News Headlines - 24 December 2012

BBC News - Queen's Christmas message hails Olympic stars

The Queen is to pay tribute to the nation's Olympic and Paralympic athletes in her Christmas broadcast. She will hail the "splendid summer of sport" and highlight how the sportsmen and women allowed spectators to feel part of the "excitement and drama".

Hospital Christmas for Mandela as rumours fly | Mail & Guardian

Former President Nelson Mandela will spend Christmas Day in hospital, the presidency has announced.

David Cameron cites Gospel of John in Christmas message | The Guardian

David Cameron has issued one of the most overtly religious Christmas messages of any recent British prime minister, citing in it the Gospel of John. Cameron, who famously said in 2008 that his Anglicanism "sort of comes and goes", said the gospel tells the world that Jesus Christ was "the light of all mankind".

Facebook paid £2.9m tax on £840m profits made outside US, figures show | The Guardian

Facebook has become the latest multinational to come under the spotlight for its tax affairs after figures revealed it paid just £2.9m in tax on profits of more than more than £800m. Filings for Facebook Ireland, through which all of the social network's profits outside the US are channelled, show it paid the Irish tax authority €3.2m (£2.9m) last year.

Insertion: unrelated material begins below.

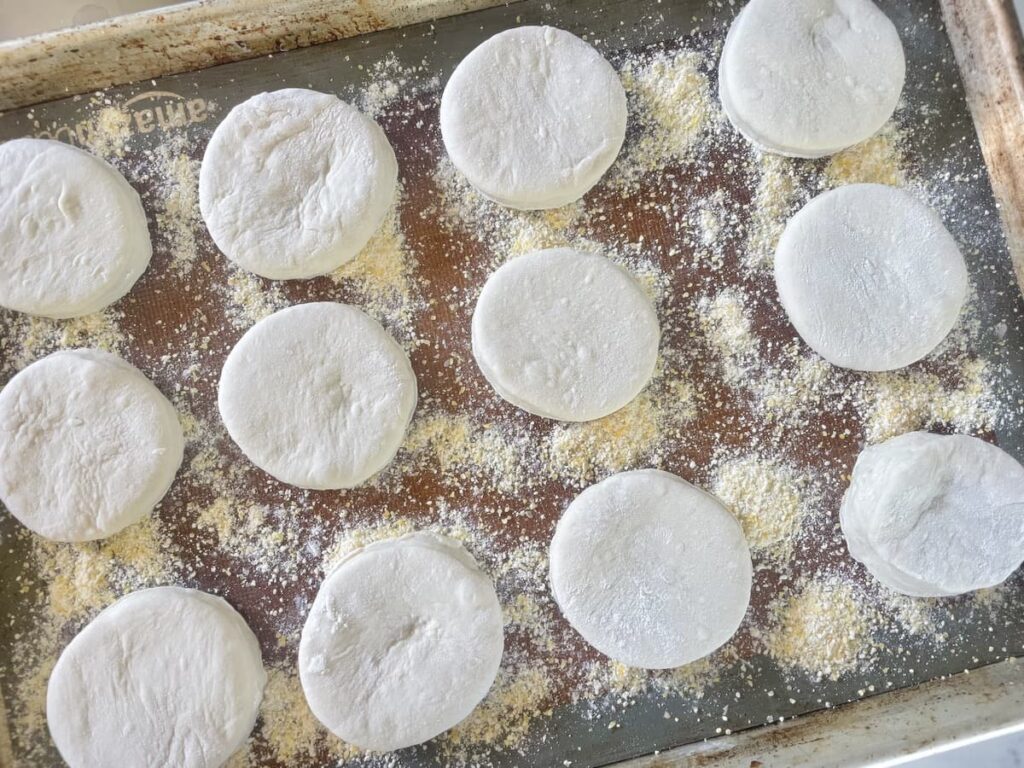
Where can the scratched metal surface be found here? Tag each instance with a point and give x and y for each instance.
(944, 140)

ITV makes move into US cable market | guardian.co.uk

ITV's share price hit a high not seen in more than five years in early trading on Monday, after the broadcaster confirmed a deal worth as much as $111m (£68m) to buy reality TV show maker Gurney in an expansion of it US production operation. ITV's share price hit 108.64p in early trading, a level not seen since September 2007 before the company's stockmarket value was hobbled by the recession, after it confirmed it would take an initial $40m, 61.5% stake in Gurney.